Minimal Change Disease (MCD) is a clinical condition characterized by acute nephrotic syndrome, no evident renal lesions at histology and good response to steroids. However, frequent recurrence of the disease requires additional therapies associated with steroids. Such multi-drug dependence and frequent relapses may cause disease evolution to focal and segmental glomerulosclerosis (FSGS) over time. The differences between the two conditions are not well defined, since molecular mechanisms may be shared by the two diseases. In some cases, genetic analysis can make it possible to distinguish MCD from FSGS; however, there are cases of overlap. Several hypotheses on mechanisms underlying MCD and potential molecular triggers have been proposed. Most studies were conducted on animal models of proteinuria that partially mimic MCD and may be useful to study glomerulosclerosis evolution; however, they do not demonstrate a clear-cut separation between MCD and FSGS. Puromycin Aminonucleoside and Adriamycin nephrosis are models of glomerular oxidative damage, characterized by loss of glomerular basement membrane polyanions resembling MCD at the onset and, at more advanced stages, by glomerulosclerosis resembling FSGS. Also Buffalo/Mna rats present initial lesions of MCD, subsequently evolving to FSGS; this mechanism of renal damage is clearer since this rat strain inherits the unique characteristic of overexpressing Th2 cytokines. In Lipopolysaccharide nephropathy, an immunological condition of renal toxicity linked to B7-1(CD80), mice develop transient proteinuria that lasts a few days. Overall, animal models are useful and necessary considering that they reproduce the evolution from MCD to FSGS that is, in part, due to persistence of proteinuria. The role of T/Treg/Bcells on human MCD has been discussed. Many cytokines, immunomodulatory mechanisms, and several molecules have been defined as a specific cause of proteinuria. However, the hypothesis of a single cell subset or molecule as cause of MCD is not supported by research and an interactive process seems more logical. The implication or interactive role of oxidants, Th2 cytokines, Th17, Tregs, B7-1(CD80), CD40/CD40L, c-Mip, TNF, uPA/suPAR, Angiopoietin-like 4 still awaits a definitive confirmation. Whole genome sequencing studies could help to define specific genetic features that justify a definition of MCD as a "clinical-pathology-genetic entity."

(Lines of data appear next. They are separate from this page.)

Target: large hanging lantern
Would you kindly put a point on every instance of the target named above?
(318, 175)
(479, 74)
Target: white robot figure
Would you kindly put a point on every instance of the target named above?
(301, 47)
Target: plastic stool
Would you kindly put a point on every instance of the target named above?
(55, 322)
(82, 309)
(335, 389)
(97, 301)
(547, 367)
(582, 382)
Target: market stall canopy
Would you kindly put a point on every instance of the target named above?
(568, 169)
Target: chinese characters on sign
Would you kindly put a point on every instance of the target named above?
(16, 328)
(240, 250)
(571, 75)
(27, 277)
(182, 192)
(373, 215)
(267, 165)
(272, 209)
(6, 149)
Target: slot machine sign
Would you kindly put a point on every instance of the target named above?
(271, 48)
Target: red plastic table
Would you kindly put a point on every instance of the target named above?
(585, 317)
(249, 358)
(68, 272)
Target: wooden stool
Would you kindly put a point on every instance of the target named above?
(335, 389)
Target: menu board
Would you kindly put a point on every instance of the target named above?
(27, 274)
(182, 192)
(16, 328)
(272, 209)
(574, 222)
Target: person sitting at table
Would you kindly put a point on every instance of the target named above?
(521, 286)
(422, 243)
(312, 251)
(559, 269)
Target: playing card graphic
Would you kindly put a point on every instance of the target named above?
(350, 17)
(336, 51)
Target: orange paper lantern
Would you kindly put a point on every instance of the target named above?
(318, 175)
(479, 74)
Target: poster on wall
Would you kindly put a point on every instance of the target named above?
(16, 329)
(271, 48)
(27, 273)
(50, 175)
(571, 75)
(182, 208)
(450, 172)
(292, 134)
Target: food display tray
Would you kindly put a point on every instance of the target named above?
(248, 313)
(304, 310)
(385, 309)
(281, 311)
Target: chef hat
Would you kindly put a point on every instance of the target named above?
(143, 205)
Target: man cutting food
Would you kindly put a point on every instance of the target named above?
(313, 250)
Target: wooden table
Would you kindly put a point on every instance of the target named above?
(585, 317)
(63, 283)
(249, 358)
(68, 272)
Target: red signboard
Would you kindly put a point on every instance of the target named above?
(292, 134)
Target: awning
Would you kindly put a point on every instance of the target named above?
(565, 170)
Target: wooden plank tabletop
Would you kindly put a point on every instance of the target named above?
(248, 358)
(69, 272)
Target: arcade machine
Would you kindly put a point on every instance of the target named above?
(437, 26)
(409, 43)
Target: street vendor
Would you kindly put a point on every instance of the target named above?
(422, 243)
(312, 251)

Keywords: experimental models; focal segmental glomerulosclerosis; minimal change disease; nephrotic syndrome; proteinuria.

Figure 1

IL2 effects on Tregs. Tregs proliferation is stimulated through binding of IL2/anti-IL2 Ab to the trimeric IL2 receptor composed by CD122-CD132-CD25 subunits, having high affinity for the IL2 and IL2-anti-IL2 complex; the high affinity receptor is expressed by CD4⁺ cells, including Tregs. Low affinity receptors are expressed by memory CD8⁺ and NK cells: they are composed of the two subunits CD122 and CD132 that bind free IL2. In presence of anti-IL2Ab, the free quota of IL2 is decreased and proliferation of CD8+/NK is reduced. Tregs are dependent from IL2 for their survival and proliferation. In vivo administration of IL2 and of IL2 coupled to a monoclonal anti-IL2 antibody (JES6-1), specific for the CD132 subunit, prevents the activation of CD8⁺ and NK cells and allows the selective stimulation and proliferation of Tregs by the interaction with CD25 receptor subunit.